Generated by GPT-5-mini| BLIS | |
|---|---|
| Name | BLIS |
| Title | BLIS |
| Developer | University of Texas at Austin; consortium contributors |
| Released | 2013 |
| Operating system | Cross-platform |
| License | BSD |
BLIS is a portable software framework for rapidly instantiating high-performance Basic Linear Algebra Subprograms (BLAS) functionality on modern processors. It provides a library and an architecture for implementing dense linear algebra kernels tuned to CPUs such as those from Intel Corporation, Advanced Micro Devices, and ARM Limited, and to accelerators like NVIDIA GPUs via vendor ecosystems. BLIS emphasizes modularity, reproducibility, and performance portability for scientific computing communities including users from National Aeronautics and Space Administration, Lawrence Berkeley National Laboratory, and industry partners.
BLIS originated from research efforts at the University of Texas at Austin and was motivated by limitations in reference implementations such as the original Netlib BLAS and optimized distributions like ATLAS. Early work drew inspiration from projects at IBM and Cray Research, while learning from implementations like OpenBLAS, Intel Math Kernel Library, and AMD Core Math Library. Development milestones include prototype releases influenced by the microkernels of GotoBLAS and algorithmic ideas parallel to those in ScaLAPACK and LAPACK ecosystems. Funding and collaboration involved institutions such as National Science Foundation, DARPA, and collaborations with research groups at Rice University and Georgia Institute of Technology.

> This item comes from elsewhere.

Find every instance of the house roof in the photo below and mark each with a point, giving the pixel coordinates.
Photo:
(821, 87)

BLIS adopts a layered design with algorithmic panels, packing routines, and microkernels inspired by the register-blocking strategies used by Sven Hammarling's work and the blocking approaches in Francois Tisseur's research. The framework decomposes matrix operations into familar operations reminiscent of approaches from Jack Dongarra and Cleve Moler's numerical libraries, enabling optimizations targeting cache hierarchies found in Intel Xeon, AMD EPYC, and ARM Cortex-A processors. BLIS supports selective use of threading backends such as OpenMP, integration with task schedulers like Intel Threading Building Blocks, and interoperability with runtime systems like MPI. Its microkernel interface permits vendor-specific tuning similar to strategies used by NVIDIA's cuBLAS and Google's XLA efforts.

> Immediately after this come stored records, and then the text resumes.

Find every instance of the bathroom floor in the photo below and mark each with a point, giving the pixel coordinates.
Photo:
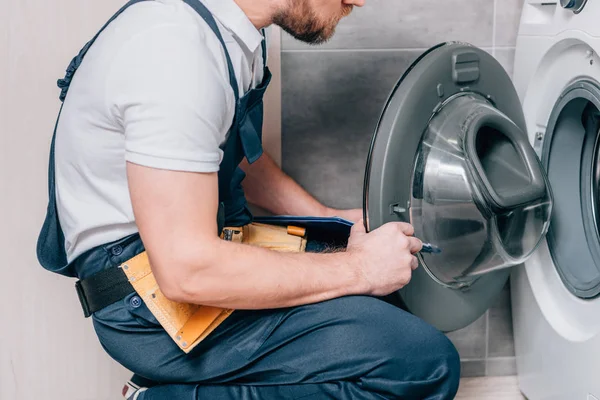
(489, 388)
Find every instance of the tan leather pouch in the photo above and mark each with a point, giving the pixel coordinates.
(189, 324)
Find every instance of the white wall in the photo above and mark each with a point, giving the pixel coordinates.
(47, 349)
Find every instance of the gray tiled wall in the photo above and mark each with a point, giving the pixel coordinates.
(333, 95)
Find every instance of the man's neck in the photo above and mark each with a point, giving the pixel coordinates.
(259, 12)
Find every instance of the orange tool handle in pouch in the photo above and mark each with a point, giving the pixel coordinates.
(189, 324)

BLIS achieves competitive performance on single- and multi-core systems, often matching or approaching the throughput of Intel Math Kernel Library and OpenBLAS on dense matrix multiplication benchmarks derived from suites used by SPEC and Top500. Benchmarks on platforms such as AMD Ryzen, Intel Core i9, and ARM Neoverse show high efficiency for GEMM and Level-3 BLAS operations, and results have been compared alongside libraries used in scientific codes at Los Alamos National Laboratory, Argonne National Laboratory, and Oak Ridge National Laboratory. Performance studies have been reported at conferences like SC Conference, International Conference on High Performance Computing, Networking, Storage and Analysis, and IEEE International Parallel and Distributed Processing Symposium.

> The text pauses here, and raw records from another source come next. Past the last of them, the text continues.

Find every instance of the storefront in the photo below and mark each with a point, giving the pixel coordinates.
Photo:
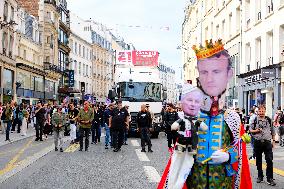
(33, 85)
(261, 86)
(8, 82)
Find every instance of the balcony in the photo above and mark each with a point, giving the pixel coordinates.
(51, 2)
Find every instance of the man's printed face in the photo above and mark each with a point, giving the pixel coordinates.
(214, 75)
(192, 103)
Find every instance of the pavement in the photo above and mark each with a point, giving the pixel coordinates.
(28, 164)
(16, 136)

BLIS provides a portable C implementation and has been integrated into numerical stacks used by projects such as SciPy, NumPy, Julia (programming language), and GNU Octave. Vendors have adapted BLIS strategies for processors from ARM Holdings, Qualcomm, and custom accelerators used at Google (company) and Amazon Web Services. It runs on operating systems including Linux, Microsoft Windows, and macOS and has been used in containerized deployments on Docker and orchestration platforms like Kubernetes. Platforms ranging from embedded systems like Raspberry Pi to supercomputers such as those listed on Top500 have hosted BLIS-optimized builds.
BLIS is used in areas requiring dense linear algebra performance including computational fluid dynamics codes developed at NASA Ames Research Center, climate modeling efforts at NOAA, machine learning frameworks similar to TensorFlow and PyTorch that rely on efficient kernels, and finite element analysis packages used by industry partners like Siemens. Scientific software suites such as MATLAB-compatible toolchains, signal processing stacks developed at Bell Labs derivatives, and econometrics packages in research at National Bureau of Economic Research have leveraged BLIS concepts. High-performance database analytics and graph processing engines at companies like Facebook, Microsoft, and Twitter have also benefited from optimized linear algebra primitives.
BLIS development is coordinated by academic contributors and open-source collaborators including researchers from University of Texas at Austin, University of Tennessee, University of California, Berkeley, and independent contributors. Discussion and contributions occur on platforms such as GitHub, at workshops like Workshop on High Performance Embedded Computing, and during collaborations with industrial partners including Intel, AMD, and ARM. Documentation, testing harnesses, and continuous integration practices reflect standards used by projects like LLVM Project and GNU Project, while outreach and adoption are fostered through tutorials at conferences like SIAM meetings and summer schools at institutions such as Courant Institute.